Это был час, когда диковинные часы, подаренные мне кузеном, который больше, чем кузен, потому что когда-то, очень давно, наши отцы, родные братья, женились на наших матерях, родных сестрах, и вчетвером родили всего двух детей, – так вот, эти особенные часы в этот час ничего не могли мне показать. Ибо стояли они на комоде лицом, то есть циферблатом, к стене, а их мистическая функция именно в таком положении выводить цветным свечением на потолок читаемые цифры часов и минут не работала по причине окончания черной ночи. Какой-то абсурд. Как часы без стрелок. Как балкон без выхода на него.

Так и не определив, который час, я легла в несвежую, не могущую быть никакой другой по причине многодневной жары постель, накрылась худосочным пледом, вес которого был явно недостаточен для комфортного самочувствия (некоторым людям даже в жару для сна требуется, чтобы поверх лежало что-нибудь тяжеленькое); слушая гнетущую тишину, я вспоминала сочные звуки ночного города и думала о том, что предпочла бы сейчас хлопанье оконных рам и дверей, вой ураганного ветра и оглушительные удары грома.
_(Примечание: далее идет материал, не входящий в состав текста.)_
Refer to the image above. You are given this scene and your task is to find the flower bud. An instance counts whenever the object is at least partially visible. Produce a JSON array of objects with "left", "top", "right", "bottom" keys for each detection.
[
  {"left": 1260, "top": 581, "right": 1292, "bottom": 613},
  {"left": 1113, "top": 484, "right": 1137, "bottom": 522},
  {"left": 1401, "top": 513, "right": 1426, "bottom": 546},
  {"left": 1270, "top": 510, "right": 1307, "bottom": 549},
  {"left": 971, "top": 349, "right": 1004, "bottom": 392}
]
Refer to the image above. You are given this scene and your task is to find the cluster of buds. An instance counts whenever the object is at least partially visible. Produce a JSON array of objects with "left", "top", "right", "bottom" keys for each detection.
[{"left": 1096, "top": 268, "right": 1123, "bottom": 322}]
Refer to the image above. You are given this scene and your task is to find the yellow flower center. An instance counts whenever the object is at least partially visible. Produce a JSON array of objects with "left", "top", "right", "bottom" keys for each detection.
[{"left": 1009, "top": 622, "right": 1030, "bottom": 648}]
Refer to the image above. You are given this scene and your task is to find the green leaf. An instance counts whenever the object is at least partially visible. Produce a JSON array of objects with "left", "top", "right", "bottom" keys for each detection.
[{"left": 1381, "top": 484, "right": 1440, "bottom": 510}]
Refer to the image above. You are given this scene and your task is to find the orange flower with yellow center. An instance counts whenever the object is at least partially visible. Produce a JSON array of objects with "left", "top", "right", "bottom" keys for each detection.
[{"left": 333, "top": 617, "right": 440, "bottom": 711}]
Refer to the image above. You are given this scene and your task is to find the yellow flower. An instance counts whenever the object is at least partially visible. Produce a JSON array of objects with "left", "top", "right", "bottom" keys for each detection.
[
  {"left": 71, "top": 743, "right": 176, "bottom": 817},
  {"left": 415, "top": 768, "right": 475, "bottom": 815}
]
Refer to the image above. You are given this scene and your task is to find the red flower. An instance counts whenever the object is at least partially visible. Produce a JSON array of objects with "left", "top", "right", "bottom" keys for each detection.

Сменив-таки легкий плед на более увесистое одеяло в конверте пододеяльника, я, с ощущением неизбежности чего-то и невозможности найти из него выход, легла и повернулась на правый бок, приняв позу бегуна на короткую дистанцию…

Проснувшись с головной болью и посмотрев на обычные, без претензий, ходики, легко доступные для определения времени при дневном свете, я с ужасом увидела, что час преступно поздний, а потому надеяться на бодрое проживание текущего дня не приходится, но тут же, в противовес, с чувством освобождения узрела вспархивающие с размахом в полкомнаты оконные гардины того самого окна, из которого я в предрассветный час тщилась раздуть мировое ветрило.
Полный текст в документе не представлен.